Ad aprire la serata i più piccoli, con un lavoro impostato sulla riscoperta di fantasia e creatività. Sul palco erano in tre ma il lavoro è cominciato «con una ventina di ragazzi di quarta e quinta elementare – racconta Ivana Zimbaro che ha diretto il laboratorio – Personalità diverse rispetto a quelle con cui sono abituata a lavorare a Messina – sottolinea Ivana prima dello spettacolo – Con più voglia di mettersi in gioco, di raccontare, senza il timore della “brutta figura”».
Racconti di guerra, consuetudini di vita vissuta, le tradizioni, le filastrocche, canzoni e preghiere, e le esperienze più intime e personali vissute dagli anziani di Pagliara, Rocchenere e Locadi, nel secondo saggio della serata, costruito in compagnia di quattordici, entusiasti, attori per una notte, da Tino Caspanello con la collaborazione di Annamaria Raccuja, Martina Morabito, Vincenza Di Vita e Mario Ferrara, allievi di scrittura di Officina Performativa. Microstorie che s’intrecciano con le macrostorie d’Italia, come la strage delle Fosse Ardeatine. Il tutto in un pastiche linguistico che mescola siciliano, il dialetto della Valle del Dinarini, l’italiano e recupera il grande patrimonio dell’oralità degli anziani.

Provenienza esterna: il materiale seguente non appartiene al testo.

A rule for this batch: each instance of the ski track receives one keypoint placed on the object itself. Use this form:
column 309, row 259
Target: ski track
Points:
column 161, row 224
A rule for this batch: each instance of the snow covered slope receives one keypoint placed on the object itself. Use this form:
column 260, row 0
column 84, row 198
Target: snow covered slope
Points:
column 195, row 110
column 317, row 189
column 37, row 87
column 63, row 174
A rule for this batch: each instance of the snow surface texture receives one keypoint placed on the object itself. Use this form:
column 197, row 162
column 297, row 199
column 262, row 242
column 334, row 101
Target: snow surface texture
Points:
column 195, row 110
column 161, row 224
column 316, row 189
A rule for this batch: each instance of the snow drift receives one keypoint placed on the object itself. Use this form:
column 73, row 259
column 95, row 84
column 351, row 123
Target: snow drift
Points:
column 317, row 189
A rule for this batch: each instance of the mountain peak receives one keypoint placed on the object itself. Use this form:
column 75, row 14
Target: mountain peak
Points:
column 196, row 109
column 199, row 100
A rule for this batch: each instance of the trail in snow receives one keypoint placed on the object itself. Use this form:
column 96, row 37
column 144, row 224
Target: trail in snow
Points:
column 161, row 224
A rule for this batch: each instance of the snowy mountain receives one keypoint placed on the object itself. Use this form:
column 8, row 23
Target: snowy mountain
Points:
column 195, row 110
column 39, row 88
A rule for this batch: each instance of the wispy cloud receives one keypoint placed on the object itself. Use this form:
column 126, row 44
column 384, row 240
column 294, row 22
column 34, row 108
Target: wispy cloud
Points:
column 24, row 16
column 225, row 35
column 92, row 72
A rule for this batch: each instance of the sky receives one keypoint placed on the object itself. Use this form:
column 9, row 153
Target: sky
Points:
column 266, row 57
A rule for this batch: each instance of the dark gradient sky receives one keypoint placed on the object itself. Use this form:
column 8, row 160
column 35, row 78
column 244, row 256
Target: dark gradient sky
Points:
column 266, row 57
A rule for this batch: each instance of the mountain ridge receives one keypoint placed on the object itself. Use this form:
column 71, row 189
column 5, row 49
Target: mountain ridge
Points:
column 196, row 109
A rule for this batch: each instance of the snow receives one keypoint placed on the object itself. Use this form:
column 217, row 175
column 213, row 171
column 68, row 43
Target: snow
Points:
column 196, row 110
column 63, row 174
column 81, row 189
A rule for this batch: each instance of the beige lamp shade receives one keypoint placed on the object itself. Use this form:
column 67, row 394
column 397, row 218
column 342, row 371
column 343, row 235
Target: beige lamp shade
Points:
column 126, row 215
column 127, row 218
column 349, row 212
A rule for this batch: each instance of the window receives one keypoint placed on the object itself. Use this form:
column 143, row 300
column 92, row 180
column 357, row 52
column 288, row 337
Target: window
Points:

In chiusura, il laboratorio teatrale rivolto ai giovani. Cinque ragazzi tra i 25 e i 35 anni, diretti da Luca Fiorino, hanno deciso di mettersi in gioco e salire sul palco. In scena hanno portato le loro urgenze comunicative, hanno dato corpo e voce alle loro necessità interiori. Hanno scelto di esprimersi con un gesto, una forma, un suono, una frase che sintetizzasse per il pubblico temi quali il precariato, l’incomunicabilità, la condivisione, la libertà sentimentale, esperienze di vita familiare.
Trenta minuti di teatro dell’anima, che ha sopperito all’assenza di professionalità, musiche e luci con racconti dalla vita vera.